By Brian Love
PARIS (Reuters) - Plagued by fears for the stability of the banking system, European leaders meet on Saturday for a summit French President Nicolas Sarkozy hopes will limit the damage caused by the worst financial crisis since the 1930s.
The meeting follows approval by the U.S. Congress of a $700-billion (396 billion pound) bailout plan for the U.S. economy, starting point of the trouble that is rocking stock markets and paralysing funding markets to a point that is destabilising banks on both sides of the Atlantic.
Sarkozy's goal is perhaps above all to prove that voters and businesses in Europe can count on governments to rapidly mobilise the resources needed to keep banks up and running and protect peoples' savings, irrespective of national borders and laws.
Sarkozy has invited Germany's Angela Merkel, Italy's Silvio Berlusconi, Britain's Gordon Brown and pan-European officials including European Central Bank President Jean-Claude Trichet and Jean-Claude Juncker, chairman and chief spokesman for the finance ministers of the euro currency zone.
Just hours before the meeting, the Dutch government stepped in to help Belgo-Dutch financial services group Fortis, committing 16.8 billion euros ($23.3 billion) and partly nationalising a company that got more than 11 billion euros of rescue funds just five days earlier.
That in itself was just one of five rescue operations across Europe in a few days and totalling more than $100 billion, which while huge pales next to the amounts being deployed on the U.S. side as a year-old credit crunch hits fever pitch.
UNITED?
One of the main things the summit at the Elysee presidential palace is expected to focus on is whether governments across the European Union should raise bank deposit protection levels in an effort to restore confidence.
Some EU countries guarantee 20,000 euros of deposits, while the Irish government decided this week to provide what appears to be the world's only unlimited guarantee, breaking ranks with others and irking London because the move drained deposits away from neighbouring British lenders.
Beyond catering to voters, the Irish government said it had no choice but to act in order to restore a sufficient level of confidence in Irish banks to improve their access to funds in capital markets, where lack of trust is causing paralysis.
The $700 billion approved by the U.S. Congress -- more than has been spent on the Iraq war -- is earmarked to buy up assets that were all the rage a few years ago but turned toxic when the U.S. housing market and sub-prime mortgage market collapsed.

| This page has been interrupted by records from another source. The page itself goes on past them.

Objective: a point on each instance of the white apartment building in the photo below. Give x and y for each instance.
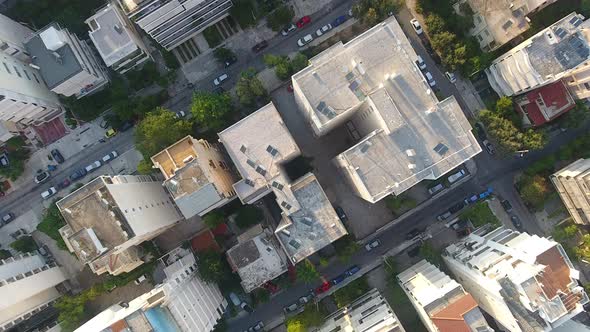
(172, 23)
(67, 64)
(442, 304)
(403, 134)
(197, 176)
(12, 37)
(110, 216)
(559, 52)
(27, 287)
(525, 282)
(572, 183)
(181, 303)
(118, 43)
(370, 312)
(495, 23)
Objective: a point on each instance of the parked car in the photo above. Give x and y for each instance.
(323, 29)
(305, 20)
(372, 245)
(49, 193)
(420, 63)
(287, 29)
(260, 46)
(93, 167)
(305, 40)
(451, 77)
(506, 205)
(489, 147)
(417, 27)
(78, 174)
(109, 157)
(42, 177)
(219, 79)
(436, 189)
(57, 156)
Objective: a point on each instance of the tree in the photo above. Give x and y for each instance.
(280, 17)
(158, 130)
(306, 272)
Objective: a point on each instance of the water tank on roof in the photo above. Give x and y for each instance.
(52, 38)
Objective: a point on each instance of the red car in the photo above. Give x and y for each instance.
(323, 288)
(305, 20)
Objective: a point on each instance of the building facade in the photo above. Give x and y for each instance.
(67, 64)
(525, 282)
(116, 39)
(27, 287)
(573, 186)
(110, 216)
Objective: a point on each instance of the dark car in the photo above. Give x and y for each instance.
(341, 214)
(260, 46)
(57, 156)
(78, 174)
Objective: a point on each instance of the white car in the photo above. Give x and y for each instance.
(417, 27)
(48, 193)
(220, 79)
(430, 79)
(323, 29)
(451, 77)
(305, 40)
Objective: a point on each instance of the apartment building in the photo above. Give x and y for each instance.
(28, 289)
(174, 23)
(67, 64)
(496, 23)
(116, 39)
(442, 304)
(197, 176)
(572, 183)
(403, 134)
(182, 302)
(525, 282)
(257, 258)
(260, 145)
(370, 312)
(559, 52)
(110, 216)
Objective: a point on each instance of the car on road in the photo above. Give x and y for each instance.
(305, 40)
(260, 46)
(506, 205)
(49, 193)
(451, 77)
(305, 20)
(42, 177)
(57, 156)
(323, 29)
(516, 222)
(78, 174)
(286, 30)
(372, 245)
(417, 27)
(219, 79)
(323, 288)
(420, 63)
(341, 214)
(489, 147)
(109, 157)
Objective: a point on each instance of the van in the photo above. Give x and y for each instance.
(456, 176)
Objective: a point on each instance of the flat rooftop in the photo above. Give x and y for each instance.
(258, 145)
(258, 259)
(55, 66)
(310, 226)
(415, 136)
(110, 34)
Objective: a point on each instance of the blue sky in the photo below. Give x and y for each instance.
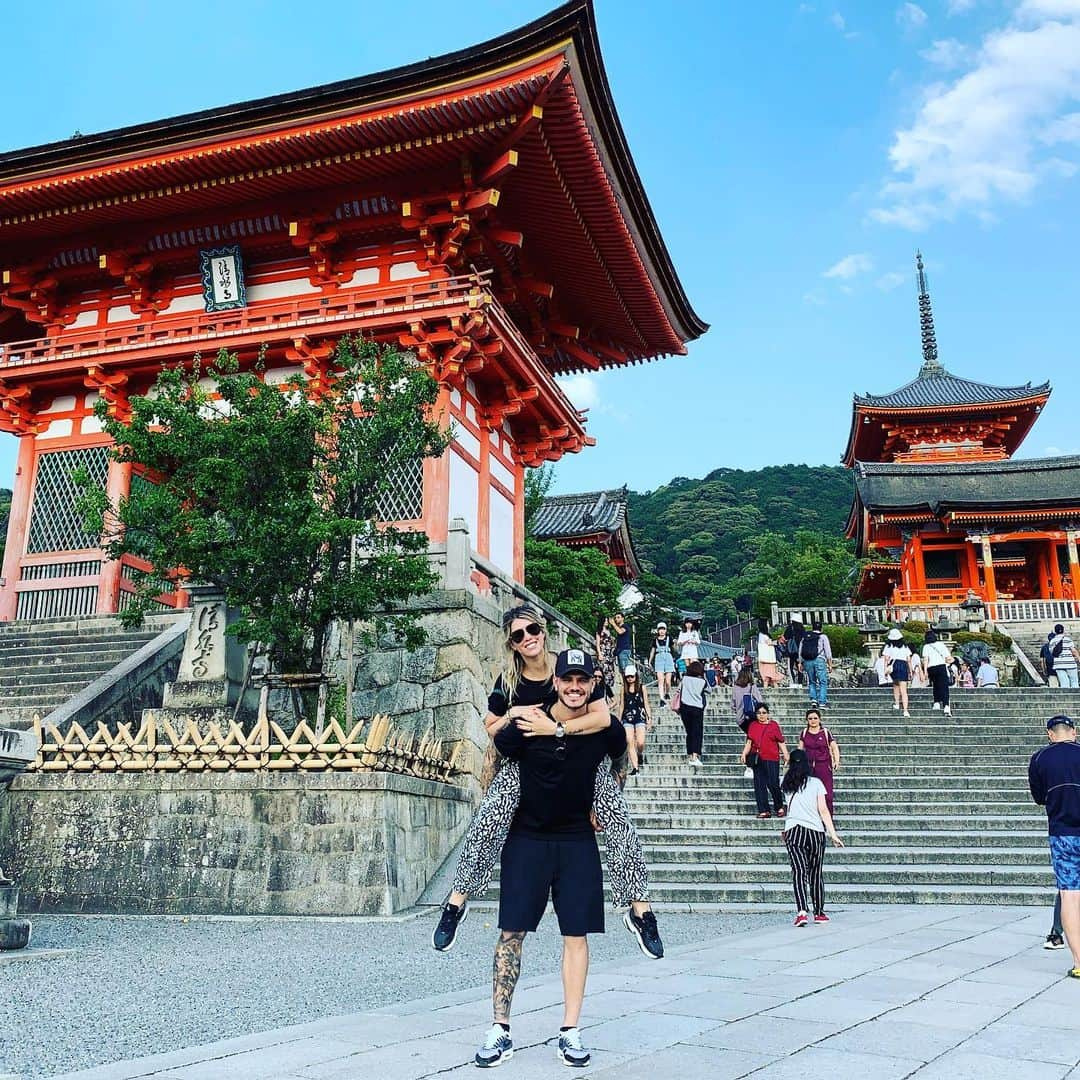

That snowballed into a wider financial market problem over a year ago but took on a new dimension this month when investment bank Lehman Brothers filed for bankruptcy, now just one of many Wall Street debacles that are hitting confidence in Europe too.
But European governments still appeared to be searching for a unified approach on providing the kind of support needed to protect struggling financial institutions from a failure that would threaten the entire system this side of the Atlantic.
Reported suggestions of a collective EU bank rescue fund of 300 billion euros ($415.7 billion) were leaked to media earlier in the week but squashed rapidly after strong objections from Germany and Britain.
Beyond the issue of centralised funds, Sarkozy stressed the need to show that governments could act together if need be.
"Beyond these actions and consultation at an informal level, Europe's interest requires an intense effort of coordination and convergence," the French president said in a letter to European Commission President Jose-Manuel Barroso, released to media.
Barroso is also set to attend the Paris summit, convened at a time when Europe, like the United States, is believed to be teetering on the brink of recession if not already there.
"The world is on the edge of the abyss because of an irresponsible system," French Prime Minister Francois Fillon said on the eve of the summit.
Another issue to be broached in Paris is the multi-million bonuses and the "golden parachute" exit payoffs that executives get when leaving financial companies irrespective of long-term performance.